Good to see the progressive capital return policy announced. I just wanted to check on your visibility for the year ahead, say, compared to earlier pre-COVID years F '18 and '19. How is it different compared to that? And are you baking in any level of conservatism perhaps into the range based on supply pressures you alluded to and perhaps normalization of signing momentum we've seen earlier in the year.
Thanks, Ankur. This is Salil. In terms of what we've seen in the demand environment, I think it's one of the strongest demand environments that we've seen for a while. The revenue growth guidance of 12% to 14% gives a very clear indication of the comfort we have in the growth outlook. I think in terms of supply pressures, yes, there are always supply pressures across the market, but as we had said earlier, we recruited over 20,000 people from campus in the financial year '21. The plan for financial year '22 is at about 26,000 today, which could increase. And we have overall capacity with what we see, both in college hiring and lateral hiring to fulfill this demand. So overall, we feel it's an extremely strong growth outlook, and we feel comfortable at this stage to conclude the fulfillment as required for this demand.

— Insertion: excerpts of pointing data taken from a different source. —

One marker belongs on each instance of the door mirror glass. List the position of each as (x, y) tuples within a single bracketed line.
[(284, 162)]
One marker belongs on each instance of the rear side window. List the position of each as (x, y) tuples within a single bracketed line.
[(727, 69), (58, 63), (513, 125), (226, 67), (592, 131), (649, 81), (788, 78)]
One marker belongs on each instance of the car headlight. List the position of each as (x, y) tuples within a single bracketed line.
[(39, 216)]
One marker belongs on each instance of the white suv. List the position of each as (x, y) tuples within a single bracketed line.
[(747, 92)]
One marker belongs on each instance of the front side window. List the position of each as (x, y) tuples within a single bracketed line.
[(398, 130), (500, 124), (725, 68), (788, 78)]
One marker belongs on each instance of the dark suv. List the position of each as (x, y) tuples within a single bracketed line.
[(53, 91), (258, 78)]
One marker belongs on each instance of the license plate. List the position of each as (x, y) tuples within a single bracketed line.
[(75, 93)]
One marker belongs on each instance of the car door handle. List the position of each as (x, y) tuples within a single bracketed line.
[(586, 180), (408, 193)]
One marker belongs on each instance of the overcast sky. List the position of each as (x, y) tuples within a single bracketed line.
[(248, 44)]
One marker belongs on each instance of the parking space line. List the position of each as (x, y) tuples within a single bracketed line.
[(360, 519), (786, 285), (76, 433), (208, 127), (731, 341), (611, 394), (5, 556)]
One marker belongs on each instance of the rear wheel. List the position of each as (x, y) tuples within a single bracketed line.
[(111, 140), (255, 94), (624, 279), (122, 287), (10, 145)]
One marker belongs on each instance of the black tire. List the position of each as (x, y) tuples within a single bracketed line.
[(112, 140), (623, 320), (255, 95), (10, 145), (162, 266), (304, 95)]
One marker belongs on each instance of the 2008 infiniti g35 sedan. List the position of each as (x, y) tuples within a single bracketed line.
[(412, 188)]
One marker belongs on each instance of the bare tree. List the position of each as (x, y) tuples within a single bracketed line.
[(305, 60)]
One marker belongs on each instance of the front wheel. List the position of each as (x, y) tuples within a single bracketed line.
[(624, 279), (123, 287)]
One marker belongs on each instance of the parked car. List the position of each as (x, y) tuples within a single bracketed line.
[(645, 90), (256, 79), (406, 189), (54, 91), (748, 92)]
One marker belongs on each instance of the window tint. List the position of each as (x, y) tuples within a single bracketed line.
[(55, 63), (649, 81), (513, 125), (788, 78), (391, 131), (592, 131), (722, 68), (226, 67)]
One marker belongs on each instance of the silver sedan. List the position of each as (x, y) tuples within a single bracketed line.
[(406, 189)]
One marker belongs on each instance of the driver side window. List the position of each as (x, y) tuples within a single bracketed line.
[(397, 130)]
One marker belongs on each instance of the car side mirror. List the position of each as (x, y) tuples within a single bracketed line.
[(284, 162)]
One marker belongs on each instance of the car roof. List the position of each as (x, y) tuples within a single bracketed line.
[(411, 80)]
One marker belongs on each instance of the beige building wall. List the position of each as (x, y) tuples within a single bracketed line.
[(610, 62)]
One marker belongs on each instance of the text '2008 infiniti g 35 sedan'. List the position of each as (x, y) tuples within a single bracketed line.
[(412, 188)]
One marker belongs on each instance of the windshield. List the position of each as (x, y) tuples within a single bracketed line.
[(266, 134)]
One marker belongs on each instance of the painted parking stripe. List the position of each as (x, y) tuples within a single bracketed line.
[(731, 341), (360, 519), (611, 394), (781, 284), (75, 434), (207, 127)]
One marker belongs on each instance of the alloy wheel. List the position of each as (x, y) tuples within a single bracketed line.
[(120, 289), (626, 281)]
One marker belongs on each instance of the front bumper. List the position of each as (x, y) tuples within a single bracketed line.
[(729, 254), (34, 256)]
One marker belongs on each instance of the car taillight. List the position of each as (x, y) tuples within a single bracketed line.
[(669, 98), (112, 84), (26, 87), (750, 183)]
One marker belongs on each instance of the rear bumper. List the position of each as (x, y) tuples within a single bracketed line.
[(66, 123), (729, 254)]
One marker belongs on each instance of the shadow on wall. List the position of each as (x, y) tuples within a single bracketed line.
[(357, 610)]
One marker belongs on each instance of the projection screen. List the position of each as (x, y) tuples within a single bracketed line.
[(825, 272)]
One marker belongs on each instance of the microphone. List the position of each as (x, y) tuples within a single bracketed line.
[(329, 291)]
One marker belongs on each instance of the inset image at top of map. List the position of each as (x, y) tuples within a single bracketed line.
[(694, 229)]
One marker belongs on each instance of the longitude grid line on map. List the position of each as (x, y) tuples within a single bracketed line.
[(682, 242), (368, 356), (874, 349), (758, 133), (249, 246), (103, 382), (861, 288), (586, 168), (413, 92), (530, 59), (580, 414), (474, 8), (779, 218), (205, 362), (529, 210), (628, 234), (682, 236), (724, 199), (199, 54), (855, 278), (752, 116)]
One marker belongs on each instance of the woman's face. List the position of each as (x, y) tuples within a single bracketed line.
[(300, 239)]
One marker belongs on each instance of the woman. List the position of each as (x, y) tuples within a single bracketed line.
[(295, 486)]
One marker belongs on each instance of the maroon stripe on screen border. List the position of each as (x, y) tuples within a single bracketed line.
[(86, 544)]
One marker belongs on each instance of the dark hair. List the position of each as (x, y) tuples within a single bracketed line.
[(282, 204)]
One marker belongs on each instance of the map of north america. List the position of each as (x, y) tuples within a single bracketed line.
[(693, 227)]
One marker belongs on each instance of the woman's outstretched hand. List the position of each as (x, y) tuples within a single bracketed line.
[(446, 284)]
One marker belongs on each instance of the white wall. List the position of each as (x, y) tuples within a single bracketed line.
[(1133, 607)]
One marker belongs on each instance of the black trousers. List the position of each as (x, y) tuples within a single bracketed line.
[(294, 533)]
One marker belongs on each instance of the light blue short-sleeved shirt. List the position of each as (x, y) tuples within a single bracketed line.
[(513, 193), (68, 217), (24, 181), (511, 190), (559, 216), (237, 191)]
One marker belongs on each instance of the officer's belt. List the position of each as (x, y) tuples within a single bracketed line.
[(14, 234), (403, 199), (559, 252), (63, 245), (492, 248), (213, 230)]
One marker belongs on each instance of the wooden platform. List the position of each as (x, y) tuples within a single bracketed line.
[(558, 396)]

The next question is from the line of Diviya Nagarajan from UBS.
And congrats on a good year in a very difficult environment. Two questions from my side. One is, how should we think about normalized growth rates for you from here on? I know this year, you've guided very strongly, but there are some spikes coming in with some of your large deals, specifically your largest ever deal. Ex that, it looks like you're looking at much more subdued sequential growth rates compared to what we saw in September and December. So how should we think about that? That's question one. Two, in your margin guidance, how should we think about progress? We normally have a pattern to margins where you have wage hikes impacting and then things pick up. How should we think about the seasonality of margins going into this year? And again, specifically, Q2 is where I believe your largest deal is also ramping up anew. Just talk about additional wage hikes as well. So should we expect a slightly different seasonality in Q2? How should we think about that, please?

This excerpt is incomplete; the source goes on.